7. ACININ KRALI VE UMUDUN KRALİÇESİ

Start from the beginning
                                    

"Çikolatalı milkshake sevdiğimi nereden biliyorsun?"

"Babanla konuşmuştuk çok önceden." Gülümsediğini gördüğümde hayretle aldım elinden bardağı. "Ondan öğrenmiştim."

"Ne kadar önceden?"

Sorumdan sonra bir müzik açmak istedi. Cevap beklediğimi söyledim susmasına karşılık olarak. "Bıçaklandığın zaman. Yani babanla ilk karşılaşmamızda." Çok fazla süre vardı arada. Babamdan öğrendiği gibi hafızasında saklamış bu bilgiyi. Buna daha çok şaşırdım. Dudaklarım pipete giderken şarkıya verdim kendimi. Hoşuma gitmeyen bir şarkı denk gelmişti. Değiştirdim şarkıyı. Bir kere daha... Ve bir kez daha. En sonunda Sertap Erener'in Aşk şarkısı geldi. Bu şarkıda durdum. Şarkıda durmam Ayaz'ın ilgisini çekmişti. "Sever misin bu şarkıyı?" diye sordu sessizliğini bozarak.

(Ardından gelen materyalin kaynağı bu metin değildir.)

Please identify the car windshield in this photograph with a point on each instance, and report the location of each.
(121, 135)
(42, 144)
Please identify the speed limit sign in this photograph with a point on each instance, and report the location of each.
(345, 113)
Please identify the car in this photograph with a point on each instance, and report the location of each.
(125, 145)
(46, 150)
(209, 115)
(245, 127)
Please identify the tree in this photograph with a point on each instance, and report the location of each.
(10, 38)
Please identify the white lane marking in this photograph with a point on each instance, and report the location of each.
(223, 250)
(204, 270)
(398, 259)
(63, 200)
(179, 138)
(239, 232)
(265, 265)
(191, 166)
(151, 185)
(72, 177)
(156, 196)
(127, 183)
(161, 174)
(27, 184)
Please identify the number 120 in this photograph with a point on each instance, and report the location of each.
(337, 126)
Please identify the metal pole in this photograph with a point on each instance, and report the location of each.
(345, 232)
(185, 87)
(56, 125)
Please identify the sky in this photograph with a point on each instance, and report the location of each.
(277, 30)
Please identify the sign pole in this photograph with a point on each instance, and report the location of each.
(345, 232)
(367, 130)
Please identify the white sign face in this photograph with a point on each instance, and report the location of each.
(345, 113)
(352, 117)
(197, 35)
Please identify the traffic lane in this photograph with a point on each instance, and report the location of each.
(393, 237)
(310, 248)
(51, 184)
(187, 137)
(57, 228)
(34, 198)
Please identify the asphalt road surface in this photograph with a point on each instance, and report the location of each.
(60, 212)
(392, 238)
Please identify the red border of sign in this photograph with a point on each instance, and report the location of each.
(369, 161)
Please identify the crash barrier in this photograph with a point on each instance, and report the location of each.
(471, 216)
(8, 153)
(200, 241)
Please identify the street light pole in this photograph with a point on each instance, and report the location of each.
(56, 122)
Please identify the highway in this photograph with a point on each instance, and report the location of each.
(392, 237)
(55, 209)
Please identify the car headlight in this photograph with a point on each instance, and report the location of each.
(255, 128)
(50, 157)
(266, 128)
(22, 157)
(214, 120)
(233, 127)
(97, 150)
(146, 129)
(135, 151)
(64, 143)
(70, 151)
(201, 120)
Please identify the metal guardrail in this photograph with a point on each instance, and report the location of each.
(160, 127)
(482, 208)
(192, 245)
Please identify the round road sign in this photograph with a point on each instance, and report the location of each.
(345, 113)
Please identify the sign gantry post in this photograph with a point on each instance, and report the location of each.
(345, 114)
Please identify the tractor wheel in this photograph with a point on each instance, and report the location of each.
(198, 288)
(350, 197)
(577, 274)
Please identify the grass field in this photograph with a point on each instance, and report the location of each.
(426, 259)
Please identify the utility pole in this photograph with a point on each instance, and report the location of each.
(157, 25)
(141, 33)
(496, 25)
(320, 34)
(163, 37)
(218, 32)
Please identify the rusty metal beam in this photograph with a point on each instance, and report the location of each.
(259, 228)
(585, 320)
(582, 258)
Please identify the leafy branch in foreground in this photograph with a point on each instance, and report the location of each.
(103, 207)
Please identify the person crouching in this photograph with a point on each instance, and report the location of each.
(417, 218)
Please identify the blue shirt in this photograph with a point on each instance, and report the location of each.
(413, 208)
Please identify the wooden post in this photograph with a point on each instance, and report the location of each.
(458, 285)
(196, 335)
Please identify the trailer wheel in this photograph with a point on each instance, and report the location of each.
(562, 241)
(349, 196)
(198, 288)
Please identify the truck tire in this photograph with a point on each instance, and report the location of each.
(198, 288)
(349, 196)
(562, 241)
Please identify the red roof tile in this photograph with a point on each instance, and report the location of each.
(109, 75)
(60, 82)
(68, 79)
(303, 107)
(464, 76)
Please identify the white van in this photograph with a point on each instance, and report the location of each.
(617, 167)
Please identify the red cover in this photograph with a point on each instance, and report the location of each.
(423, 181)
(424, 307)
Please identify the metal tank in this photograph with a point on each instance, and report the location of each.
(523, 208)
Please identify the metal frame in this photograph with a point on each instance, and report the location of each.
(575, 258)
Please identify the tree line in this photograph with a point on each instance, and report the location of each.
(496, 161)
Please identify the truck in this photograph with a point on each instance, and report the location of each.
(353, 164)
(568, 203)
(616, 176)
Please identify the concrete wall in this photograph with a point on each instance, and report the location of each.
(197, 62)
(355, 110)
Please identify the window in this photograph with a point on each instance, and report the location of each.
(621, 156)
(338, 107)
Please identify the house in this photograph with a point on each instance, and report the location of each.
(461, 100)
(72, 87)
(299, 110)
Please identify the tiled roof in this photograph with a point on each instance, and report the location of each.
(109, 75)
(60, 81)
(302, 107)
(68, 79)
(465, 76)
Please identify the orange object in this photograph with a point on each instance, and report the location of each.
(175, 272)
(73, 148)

"Sertap Erener'in şarkılarını severim." diyerek bütün şarkılarını kattım hesaba.

Arabayı sürmeye devam ederken gözlerini benim gözlerime değdirdi bir anda. İki saniye anca sürmüştü bana bakması. "Sesini açar mısın?" diye sordu tebessümle.

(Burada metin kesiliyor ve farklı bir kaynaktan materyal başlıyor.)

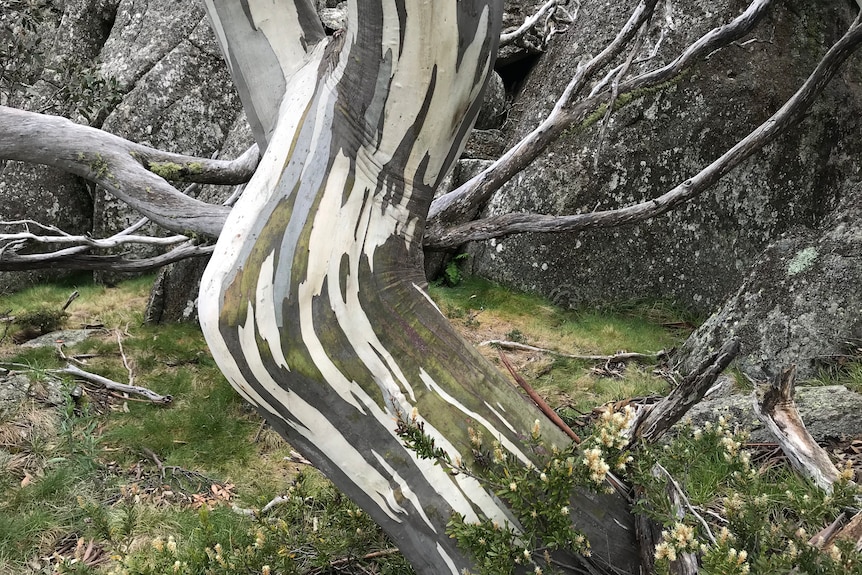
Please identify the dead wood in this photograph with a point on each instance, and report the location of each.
(540, 403)
(111, 385)
(778, 412)
(653, 422)
(617, 357)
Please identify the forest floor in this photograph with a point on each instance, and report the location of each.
(94, 481)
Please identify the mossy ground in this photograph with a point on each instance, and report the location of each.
(78, 463)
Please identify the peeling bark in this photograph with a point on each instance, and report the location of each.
(777, 411)
(313, 303)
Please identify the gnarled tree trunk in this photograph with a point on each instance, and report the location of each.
(313, 303)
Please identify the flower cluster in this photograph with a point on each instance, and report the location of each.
(606, 444)
(680, 539)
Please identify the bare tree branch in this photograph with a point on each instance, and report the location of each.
(462, 204)
(548, 11)
(778, 412)
(115, 386)
(121, 167)
(790, 113)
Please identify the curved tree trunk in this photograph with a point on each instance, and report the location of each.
(313, 303)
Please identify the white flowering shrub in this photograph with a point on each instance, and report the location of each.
(538, 496)
(740, 518)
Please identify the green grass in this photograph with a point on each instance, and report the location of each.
(476, 304)
(87, 470)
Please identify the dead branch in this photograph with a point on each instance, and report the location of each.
(615, 91)
(462, 204)
(540, 403)
(339, 563)
(790, 113)
(126, 362)
(778, 412)
(548, 11)
(651, 423)
(617, 357)
(111, 385)
(123, 168)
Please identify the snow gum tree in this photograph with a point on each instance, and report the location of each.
(313, 302)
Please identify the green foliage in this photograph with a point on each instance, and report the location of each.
(43, 320)
(537, 495)
(760, 520)
(83, 472)
(21, 38)
(312, 529)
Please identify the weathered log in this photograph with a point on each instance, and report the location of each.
(112, 385)
(313, 303)
(778, 412)
(652, 422)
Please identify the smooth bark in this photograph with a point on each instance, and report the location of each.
(313, 304)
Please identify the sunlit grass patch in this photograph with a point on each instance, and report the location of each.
(483, 310)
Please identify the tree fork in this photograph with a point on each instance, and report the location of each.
(313, 303)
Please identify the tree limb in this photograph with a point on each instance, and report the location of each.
(463, 203)
(622, 356)
(548, 12)
(790, 113)
(120, 166)
(778, 412)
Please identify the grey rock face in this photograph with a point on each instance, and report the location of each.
(175, 293)
(828, 412)
(160, 80)
(801, 302)
(699, 253)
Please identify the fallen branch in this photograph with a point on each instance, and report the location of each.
(651, 423)
(778, 412)
(548, 12)
(617, 357)
(512, 223)
(348, 560)
(111, 385)
(540, 403)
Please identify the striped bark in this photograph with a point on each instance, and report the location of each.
(313, 303)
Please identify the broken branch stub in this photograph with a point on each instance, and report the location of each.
(651, 424)
(778, 412)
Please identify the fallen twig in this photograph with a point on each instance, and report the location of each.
(622, 356)
(540, 403)
(652, 423)
(348, 560)
(111, 385)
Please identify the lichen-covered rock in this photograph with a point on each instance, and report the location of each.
(829, 412)
(147, 70)
(699, 253)
(174, 295)
(30, 192)
(181, 98)
(801, 301)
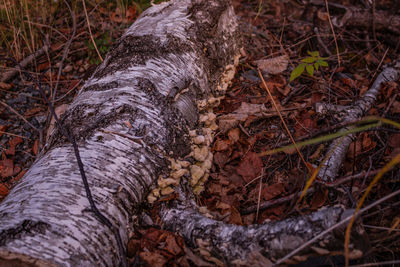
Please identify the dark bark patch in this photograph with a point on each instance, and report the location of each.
(26, 227)
(102, 87)
(83, 125)
(205, 29)
(137, 50)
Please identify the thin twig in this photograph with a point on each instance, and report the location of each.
(382, 263)
(69, 91)
(339, 224)
(90, 31)
(333, 31)
(16, 135)
(259, 195)
(273, 202)
(283, 121)
(65, 53)
(19, 115)
(380, 64)
(25, 62)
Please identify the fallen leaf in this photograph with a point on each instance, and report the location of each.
(274, 65)
(319, 198)
(35, 147)
(234, 135)
(3, 190)
(221, 145)
(2, 129)
(250, 166)
(32, 111)
(172, 246)
(13, 142)
(241, 114)
(5, 86)
(6, 168)
(271, 191)
(153, 259)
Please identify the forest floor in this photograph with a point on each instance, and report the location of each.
(247, 184)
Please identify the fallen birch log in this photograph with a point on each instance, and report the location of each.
(133, 120)
(44, 220)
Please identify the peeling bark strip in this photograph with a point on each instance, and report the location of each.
(43, 221)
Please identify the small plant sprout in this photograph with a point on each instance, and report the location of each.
(311, 63)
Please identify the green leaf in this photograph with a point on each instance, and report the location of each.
(313, 53)
(309, 60)
(310, 69)
(297, 71)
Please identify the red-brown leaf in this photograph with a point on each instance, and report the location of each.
(250, 167)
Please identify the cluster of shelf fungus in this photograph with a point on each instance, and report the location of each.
(201, 139)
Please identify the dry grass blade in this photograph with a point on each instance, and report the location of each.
(283, 121)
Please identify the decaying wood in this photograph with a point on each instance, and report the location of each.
(173, 44)
(182, 46)
(339, 147)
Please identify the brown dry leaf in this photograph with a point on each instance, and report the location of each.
(35, 147)
(197, 260)
(271, 191)
(221, 145)
(241, 114)
(32, 111)
(234, 135)
(13, 142)
(319, 199)
(153, 259)
(274, 65)
(2, 129)
(250, 167)
(235, 217)
(324, 16)
(396, 107)
(6, 168)
(221, 159)
(394, 140)
(5, 86)
(3, 190)
(133, 247)
(172, 246)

"Tabi." Şarkının sesini açtığımda içeceğimi yeniden yudumladım. "Sen de mi seviyorsun?" dedim, direkt onayladı. Gülümseyerek bir yudum daha aldım içeceğimden. Çikolata bana mutluluk veriyordu. Ayaz da bunu biliyordu ve bu yolu kullanıyordu. İçimdeki heyecan ve yüzümdeki tebessümle dışarıya baktım. Birimize mutluluk veren şeyi, diğerimiz dudağına süremiyordu. Alerjisi vardı çünkü Ayaz'ın. "Ayaz," diyerek yüzüne baktım yeniden, aklıma bir soru gelmişti. "Ne zamandan beri Siyah Emare Örgütünün liderisin?"

"Tanıştığımızdan beri."

Anlamayarak kaşlarımı çattım. "Nasıl yani?"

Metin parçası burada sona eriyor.